Devin Cook
Coding Academy Instructor
If you can decipher “P B & J,” then you can start coding, says Devin Cook, a computer science professor at Sacramento State and instructor of the Coding Academy. “Students might believe that computer science is difficult or complicated or frustrating,” he says, “but if they can write down how to make a peanut butter and jelly sandwich, they can program a computer. It’s the same exact thing.”
Cook has been coding since the sixth grade when he received a Commodore 64 computer as a gift. “A beautiful little machine,” he says. “It was just me playing on the computer. I sat down and learned how to program it.” And from that moment on, he knew he wanted to be a computer scientist.
Cook earned both his bachelor’s degree and master’s degree in computer science at Sacramento State and has taught at the University since 2005. He also designed the software that students will use in the Coding Academy.
“If they can text message, they can do this,” he says. “It’s extremely simple.” Making computer science accessible and fun is one of his goals, and closing the gender gap is another.
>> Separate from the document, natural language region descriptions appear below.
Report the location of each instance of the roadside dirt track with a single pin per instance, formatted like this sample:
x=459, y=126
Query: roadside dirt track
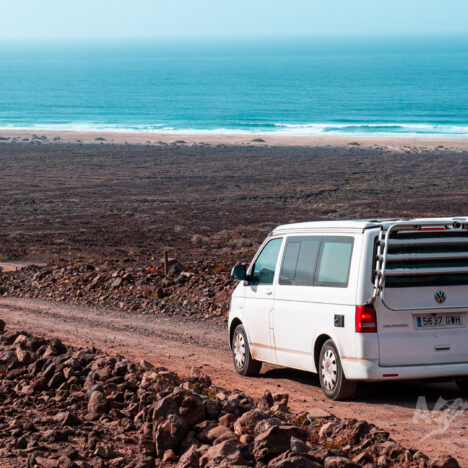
x=181, y=344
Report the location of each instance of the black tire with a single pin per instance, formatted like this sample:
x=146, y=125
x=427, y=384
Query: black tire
x=332, y=379
x=462, y=384
x=243, y=361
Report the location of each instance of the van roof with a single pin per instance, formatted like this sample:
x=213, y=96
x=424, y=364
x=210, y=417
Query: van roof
x=356, y=225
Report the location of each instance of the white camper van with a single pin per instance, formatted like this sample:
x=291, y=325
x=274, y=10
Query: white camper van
x=366, y=300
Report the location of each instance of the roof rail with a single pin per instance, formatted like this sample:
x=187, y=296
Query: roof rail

In his college classes, for instance, two-thirds of his students are men and only one-third women. Cook says he doesn’t want either gender missing out in this ever-expanding field, “anything from designing buildings to writing the next version of Microsoft Windows to working for Google.” And it starts with coding and understanding algorithms.
“An algorithm is basically a series of steps to perform in order to accomplish a task,” he says, just like making a PB&J. “That’s an algorithm.”